I wrote this for James Young of Ten Foot Polemic, who asked the Secret Santicorn at OSR Discord for “a monster that kills you in reverse, somehow”. What does that mean, you might ask? I still am unsure. There’s many ways to interpret something “killing you in reverse”. Maybe it means a glitchy healbot that overloads you with lifestuff, which somehow kills you (or condemns you to a fate worse than death), maybe it simply means a truck, stuck on reverse, that runs you over. Since there is no single right answer, I went with something simple and straightforward: something that moves faster than light and thus reverses causality, killing you before it actually does the action that killed you.

Acknowledgements: Thanks so much to James for the prompt. Also thanks to the OSR JavaScript Cabal and especially Saker, who helped me brainstorm this thing gave valuable suggestions.
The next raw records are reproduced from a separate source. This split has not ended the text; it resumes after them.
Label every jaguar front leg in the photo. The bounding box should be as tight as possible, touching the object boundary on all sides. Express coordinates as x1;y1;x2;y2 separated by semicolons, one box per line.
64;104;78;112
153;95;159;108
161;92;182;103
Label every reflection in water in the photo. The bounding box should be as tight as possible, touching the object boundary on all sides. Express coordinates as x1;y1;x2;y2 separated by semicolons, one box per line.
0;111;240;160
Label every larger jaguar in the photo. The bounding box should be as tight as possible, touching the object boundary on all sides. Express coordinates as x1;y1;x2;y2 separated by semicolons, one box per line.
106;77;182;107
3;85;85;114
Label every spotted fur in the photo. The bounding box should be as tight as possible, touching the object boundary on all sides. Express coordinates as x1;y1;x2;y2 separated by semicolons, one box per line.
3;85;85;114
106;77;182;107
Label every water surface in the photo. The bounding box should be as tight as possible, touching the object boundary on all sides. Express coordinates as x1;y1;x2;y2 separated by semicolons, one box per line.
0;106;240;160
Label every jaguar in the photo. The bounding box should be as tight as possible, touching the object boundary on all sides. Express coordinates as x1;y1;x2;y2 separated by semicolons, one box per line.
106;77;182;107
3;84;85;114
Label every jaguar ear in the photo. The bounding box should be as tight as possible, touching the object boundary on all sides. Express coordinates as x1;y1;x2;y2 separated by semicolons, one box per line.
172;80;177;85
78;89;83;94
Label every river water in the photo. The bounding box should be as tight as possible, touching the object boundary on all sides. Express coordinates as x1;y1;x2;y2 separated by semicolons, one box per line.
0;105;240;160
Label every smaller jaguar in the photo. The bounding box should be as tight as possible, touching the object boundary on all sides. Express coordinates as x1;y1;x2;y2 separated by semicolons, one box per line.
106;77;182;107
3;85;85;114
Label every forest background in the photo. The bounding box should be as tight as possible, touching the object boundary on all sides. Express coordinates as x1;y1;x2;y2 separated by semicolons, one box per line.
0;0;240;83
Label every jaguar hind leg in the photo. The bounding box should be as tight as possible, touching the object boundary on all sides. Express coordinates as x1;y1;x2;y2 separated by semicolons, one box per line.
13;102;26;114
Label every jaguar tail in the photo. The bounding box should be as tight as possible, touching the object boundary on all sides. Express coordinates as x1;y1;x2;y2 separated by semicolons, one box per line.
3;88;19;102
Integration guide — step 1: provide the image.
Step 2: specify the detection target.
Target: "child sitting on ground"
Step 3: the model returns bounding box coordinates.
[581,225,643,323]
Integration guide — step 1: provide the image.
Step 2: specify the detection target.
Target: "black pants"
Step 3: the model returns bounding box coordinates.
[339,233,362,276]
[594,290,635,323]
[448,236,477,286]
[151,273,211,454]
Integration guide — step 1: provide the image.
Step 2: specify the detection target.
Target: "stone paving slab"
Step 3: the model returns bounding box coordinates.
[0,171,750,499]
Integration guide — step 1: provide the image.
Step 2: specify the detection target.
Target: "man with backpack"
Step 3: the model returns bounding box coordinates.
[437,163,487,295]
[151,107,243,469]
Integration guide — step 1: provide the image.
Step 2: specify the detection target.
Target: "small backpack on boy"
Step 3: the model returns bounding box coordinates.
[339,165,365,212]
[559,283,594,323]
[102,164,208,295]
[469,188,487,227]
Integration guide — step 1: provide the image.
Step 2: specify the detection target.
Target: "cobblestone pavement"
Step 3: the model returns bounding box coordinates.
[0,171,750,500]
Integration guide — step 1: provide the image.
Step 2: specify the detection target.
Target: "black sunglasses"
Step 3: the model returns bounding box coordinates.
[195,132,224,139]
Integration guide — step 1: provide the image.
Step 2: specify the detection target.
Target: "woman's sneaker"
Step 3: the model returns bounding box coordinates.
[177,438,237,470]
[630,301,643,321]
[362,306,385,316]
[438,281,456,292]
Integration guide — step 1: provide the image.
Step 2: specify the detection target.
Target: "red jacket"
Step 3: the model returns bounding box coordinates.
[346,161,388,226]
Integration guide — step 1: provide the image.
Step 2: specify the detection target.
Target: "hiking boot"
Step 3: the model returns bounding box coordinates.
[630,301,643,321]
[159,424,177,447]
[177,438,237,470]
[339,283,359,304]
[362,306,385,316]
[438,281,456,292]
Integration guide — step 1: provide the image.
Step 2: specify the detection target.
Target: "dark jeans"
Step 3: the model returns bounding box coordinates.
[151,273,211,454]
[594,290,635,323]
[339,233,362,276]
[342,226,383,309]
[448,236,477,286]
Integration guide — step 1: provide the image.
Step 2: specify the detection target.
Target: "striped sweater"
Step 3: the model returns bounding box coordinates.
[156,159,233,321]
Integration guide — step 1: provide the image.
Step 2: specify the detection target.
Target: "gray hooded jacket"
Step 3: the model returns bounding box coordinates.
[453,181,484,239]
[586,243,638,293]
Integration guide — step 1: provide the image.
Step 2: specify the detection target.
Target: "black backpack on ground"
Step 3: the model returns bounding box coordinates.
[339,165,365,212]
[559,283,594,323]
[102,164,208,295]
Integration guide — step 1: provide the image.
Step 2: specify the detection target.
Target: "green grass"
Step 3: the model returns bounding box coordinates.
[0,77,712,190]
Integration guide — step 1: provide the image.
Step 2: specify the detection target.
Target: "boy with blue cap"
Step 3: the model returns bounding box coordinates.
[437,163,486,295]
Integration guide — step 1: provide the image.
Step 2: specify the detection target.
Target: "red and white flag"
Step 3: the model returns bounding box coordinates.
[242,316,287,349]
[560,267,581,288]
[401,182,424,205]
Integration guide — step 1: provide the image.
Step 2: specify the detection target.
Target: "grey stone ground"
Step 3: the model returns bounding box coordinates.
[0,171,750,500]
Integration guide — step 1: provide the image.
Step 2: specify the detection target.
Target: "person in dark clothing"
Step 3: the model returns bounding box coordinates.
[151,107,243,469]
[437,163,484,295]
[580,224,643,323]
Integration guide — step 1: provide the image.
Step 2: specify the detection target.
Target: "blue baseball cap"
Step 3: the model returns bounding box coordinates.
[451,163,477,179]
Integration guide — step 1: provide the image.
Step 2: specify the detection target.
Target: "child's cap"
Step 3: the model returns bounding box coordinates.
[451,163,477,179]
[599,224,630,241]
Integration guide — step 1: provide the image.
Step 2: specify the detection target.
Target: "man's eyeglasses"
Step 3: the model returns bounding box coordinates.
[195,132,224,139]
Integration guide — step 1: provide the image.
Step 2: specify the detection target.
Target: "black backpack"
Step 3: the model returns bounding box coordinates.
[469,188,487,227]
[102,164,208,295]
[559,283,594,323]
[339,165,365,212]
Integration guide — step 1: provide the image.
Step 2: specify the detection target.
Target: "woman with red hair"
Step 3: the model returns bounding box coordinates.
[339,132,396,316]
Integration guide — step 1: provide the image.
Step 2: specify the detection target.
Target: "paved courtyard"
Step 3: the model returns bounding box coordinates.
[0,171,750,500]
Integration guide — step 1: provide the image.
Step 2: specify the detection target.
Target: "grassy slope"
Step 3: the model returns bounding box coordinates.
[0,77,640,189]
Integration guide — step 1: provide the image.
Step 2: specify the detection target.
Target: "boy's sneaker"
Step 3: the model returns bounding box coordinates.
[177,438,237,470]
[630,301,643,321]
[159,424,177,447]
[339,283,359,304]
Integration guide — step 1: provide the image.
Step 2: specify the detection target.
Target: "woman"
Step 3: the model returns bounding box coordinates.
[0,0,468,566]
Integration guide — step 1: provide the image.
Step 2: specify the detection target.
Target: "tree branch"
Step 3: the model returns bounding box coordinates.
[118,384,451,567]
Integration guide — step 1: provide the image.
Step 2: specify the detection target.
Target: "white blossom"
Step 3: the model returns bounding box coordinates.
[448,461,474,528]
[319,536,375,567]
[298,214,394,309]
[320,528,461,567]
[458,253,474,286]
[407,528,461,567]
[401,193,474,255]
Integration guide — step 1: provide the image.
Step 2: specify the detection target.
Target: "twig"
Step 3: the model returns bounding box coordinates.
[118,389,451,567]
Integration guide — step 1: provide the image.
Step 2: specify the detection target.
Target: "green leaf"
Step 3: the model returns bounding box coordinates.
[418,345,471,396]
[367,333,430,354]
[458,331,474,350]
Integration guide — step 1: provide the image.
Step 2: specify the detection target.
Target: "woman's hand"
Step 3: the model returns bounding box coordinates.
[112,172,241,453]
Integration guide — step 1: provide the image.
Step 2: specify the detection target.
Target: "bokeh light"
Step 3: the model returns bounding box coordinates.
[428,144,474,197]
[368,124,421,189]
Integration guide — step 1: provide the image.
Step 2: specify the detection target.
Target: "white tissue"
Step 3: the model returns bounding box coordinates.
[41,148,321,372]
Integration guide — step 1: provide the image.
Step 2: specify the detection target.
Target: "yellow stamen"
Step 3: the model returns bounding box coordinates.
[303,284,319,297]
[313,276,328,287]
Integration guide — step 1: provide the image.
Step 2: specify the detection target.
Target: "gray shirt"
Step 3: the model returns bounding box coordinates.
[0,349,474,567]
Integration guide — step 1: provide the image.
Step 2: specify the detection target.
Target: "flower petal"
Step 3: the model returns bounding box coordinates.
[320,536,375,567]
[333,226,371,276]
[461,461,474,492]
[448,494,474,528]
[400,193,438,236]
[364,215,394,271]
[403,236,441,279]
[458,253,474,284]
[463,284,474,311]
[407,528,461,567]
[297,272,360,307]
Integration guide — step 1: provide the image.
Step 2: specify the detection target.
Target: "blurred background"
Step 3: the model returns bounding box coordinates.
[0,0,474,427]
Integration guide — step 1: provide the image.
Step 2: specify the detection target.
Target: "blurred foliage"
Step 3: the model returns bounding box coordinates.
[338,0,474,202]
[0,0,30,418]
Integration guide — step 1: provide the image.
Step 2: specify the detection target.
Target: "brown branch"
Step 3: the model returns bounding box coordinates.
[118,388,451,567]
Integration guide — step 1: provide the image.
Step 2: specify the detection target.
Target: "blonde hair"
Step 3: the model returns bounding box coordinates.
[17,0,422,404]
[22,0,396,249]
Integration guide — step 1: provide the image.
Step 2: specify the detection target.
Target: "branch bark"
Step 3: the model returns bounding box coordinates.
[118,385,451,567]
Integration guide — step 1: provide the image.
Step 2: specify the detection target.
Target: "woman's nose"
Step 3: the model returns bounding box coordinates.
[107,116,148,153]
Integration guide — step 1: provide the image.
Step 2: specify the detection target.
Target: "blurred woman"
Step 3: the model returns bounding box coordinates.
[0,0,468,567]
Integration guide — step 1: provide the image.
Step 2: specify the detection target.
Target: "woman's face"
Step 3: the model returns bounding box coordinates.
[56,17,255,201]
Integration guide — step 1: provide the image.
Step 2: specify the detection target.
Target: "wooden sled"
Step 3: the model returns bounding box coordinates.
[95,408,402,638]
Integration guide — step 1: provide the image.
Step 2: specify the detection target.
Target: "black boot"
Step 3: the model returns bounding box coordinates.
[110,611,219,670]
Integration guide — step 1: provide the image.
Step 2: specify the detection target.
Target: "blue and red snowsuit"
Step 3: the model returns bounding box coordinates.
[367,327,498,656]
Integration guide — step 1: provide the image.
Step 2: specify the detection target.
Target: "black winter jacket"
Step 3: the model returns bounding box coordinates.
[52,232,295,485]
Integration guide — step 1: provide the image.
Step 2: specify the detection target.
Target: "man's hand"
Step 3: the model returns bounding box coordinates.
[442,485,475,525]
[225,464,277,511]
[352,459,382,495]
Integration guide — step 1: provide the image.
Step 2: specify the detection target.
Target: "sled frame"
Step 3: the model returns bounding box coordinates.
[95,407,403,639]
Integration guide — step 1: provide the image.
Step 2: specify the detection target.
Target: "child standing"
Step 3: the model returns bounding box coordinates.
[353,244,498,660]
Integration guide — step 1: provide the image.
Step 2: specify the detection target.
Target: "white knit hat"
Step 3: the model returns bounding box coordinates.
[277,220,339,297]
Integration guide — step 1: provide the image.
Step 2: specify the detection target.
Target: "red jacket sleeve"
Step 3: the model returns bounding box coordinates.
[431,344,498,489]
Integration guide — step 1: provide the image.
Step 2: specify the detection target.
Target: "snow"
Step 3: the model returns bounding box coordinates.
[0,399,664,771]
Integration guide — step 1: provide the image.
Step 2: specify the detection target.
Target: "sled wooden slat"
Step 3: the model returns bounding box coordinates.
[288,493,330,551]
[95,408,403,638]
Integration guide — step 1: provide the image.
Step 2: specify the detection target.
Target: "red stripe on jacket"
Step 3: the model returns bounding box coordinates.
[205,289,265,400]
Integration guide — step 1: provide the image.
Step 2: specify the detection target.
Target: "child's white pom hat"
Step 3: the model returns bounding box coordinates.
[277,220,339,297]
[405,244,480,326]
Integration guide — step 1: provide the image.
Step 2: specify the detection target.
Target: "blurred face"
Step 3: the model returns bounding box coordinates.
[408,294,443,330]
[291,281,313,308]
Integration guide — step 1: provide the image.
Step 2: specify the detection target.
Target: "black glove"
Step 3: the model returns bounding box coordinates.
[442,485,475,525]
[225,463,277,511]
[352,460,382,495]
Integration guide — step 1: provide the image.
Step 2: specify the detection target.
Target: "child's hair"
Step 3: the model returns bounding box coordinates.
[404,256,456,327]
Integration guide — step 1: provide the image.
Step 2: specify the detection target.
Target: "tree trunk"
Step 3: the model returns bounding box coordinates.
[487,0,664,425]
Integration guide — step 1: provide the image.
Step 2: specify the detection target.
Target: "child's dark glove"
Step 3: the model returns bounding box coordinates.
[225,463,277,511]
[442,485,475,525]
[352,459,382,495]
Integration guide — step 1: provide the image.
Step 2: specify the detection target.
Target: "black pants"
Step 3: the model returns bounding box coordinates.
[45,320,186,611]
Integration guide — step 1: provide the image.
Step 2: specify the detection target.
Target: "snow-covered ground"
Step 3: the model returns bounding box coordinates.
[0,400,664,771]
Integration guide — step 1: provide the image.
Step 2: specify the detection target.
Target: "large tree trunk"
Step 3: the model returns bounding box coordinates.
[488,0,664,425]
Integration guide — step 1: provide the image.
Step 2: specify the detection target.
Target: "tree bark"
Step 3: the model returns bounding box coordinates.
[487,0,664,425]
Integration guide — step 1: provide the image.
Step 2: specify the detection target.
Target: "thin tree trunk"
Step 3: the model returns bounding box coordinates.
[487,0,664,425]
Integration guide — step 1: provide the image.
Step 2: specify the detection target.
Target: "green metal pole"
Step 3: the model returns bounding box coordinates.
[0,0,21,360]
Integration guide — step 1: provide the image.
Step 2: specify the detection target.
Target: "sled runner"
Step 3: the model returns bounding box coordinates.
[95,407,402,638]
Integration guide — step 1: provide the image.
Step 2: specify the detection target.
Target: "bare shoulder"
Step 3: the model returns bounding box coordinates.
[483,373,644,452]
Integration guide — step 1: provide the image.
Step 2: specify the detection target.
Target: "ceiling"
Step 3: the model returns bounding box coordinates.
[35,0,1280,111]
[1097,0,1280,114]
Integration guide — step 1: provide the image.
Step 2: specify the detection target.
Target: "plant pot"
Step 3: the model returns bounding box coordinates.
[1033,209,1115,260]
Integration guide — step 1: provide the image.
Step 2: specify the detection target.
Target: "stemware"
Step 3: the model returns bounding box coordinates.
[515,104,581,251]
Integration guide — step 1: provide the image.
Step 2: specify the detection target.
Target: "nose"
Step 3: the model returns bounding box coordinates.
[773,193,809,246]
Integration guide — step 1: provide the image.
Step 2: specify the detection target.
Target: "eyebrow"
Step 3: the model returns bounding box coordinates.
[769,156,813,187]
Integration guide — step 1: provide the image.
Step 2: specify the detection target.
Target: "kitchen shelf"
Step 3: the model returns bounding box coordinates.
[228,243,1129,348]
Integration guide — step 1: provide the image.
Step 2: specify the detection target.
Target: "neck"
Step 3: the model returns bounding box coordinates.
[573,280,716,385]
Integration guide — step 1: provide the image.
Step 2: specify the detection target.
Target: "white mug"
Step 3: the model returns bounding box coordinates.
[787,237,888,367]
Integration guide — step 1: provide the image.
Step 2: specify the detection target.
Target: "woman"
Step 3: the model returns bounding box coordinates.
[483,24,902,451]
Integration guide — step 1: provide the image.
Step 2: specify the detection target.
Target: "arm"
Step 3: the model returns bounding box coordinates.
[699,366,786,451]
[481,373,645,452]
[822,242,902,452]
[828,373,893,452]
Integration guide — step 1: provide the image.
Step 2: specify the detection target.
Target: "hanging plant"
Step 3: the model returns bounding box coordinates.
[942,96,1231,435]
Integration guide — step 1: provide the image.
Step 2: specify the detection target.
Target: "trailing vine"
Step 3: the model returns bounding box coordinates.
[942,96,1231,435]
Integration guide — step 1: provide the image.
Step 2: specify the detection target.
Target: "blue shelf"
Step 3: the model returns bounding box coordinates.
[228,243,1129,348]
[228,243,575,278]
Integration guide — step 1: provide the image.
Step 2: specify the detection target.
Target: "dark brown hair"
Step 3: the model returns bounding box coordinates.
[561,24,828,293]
From the cover of "Revenge of the Rainbow Dragons", by Rose Estes and Harry Quinn (llustrator)

Hyperlight Dragon

Armor: as Plate
Hit Dice: 10
Move: 3x standard (flight)
Attack: 2x claw (1d8), bite (3d8) or Breath Weapon - Tachyon Beam (Special)

The Hyperlight Dragon can move faster than the speed of light (although only in short bursts), allowing him to reverse causality and make things happen before he does the action that triggers the effect. To be precise, he can make things have an effect 6 seconds before they happen. On any round, if it takes no other action, it can do one of the following:

-Retrocausal Attack: During a player’s turn, make an attack roll as if the Hyperlight Dragon had attacked them and ignore Dexterity bonus to AC (if any). From the player’s perspective, the Hyperlight Dragon is doing something else and the only signs of the attack are their own than pain, blood and screaming. The Hyperlight Dragon must end its next turn in a location in which it could have dealt that attack.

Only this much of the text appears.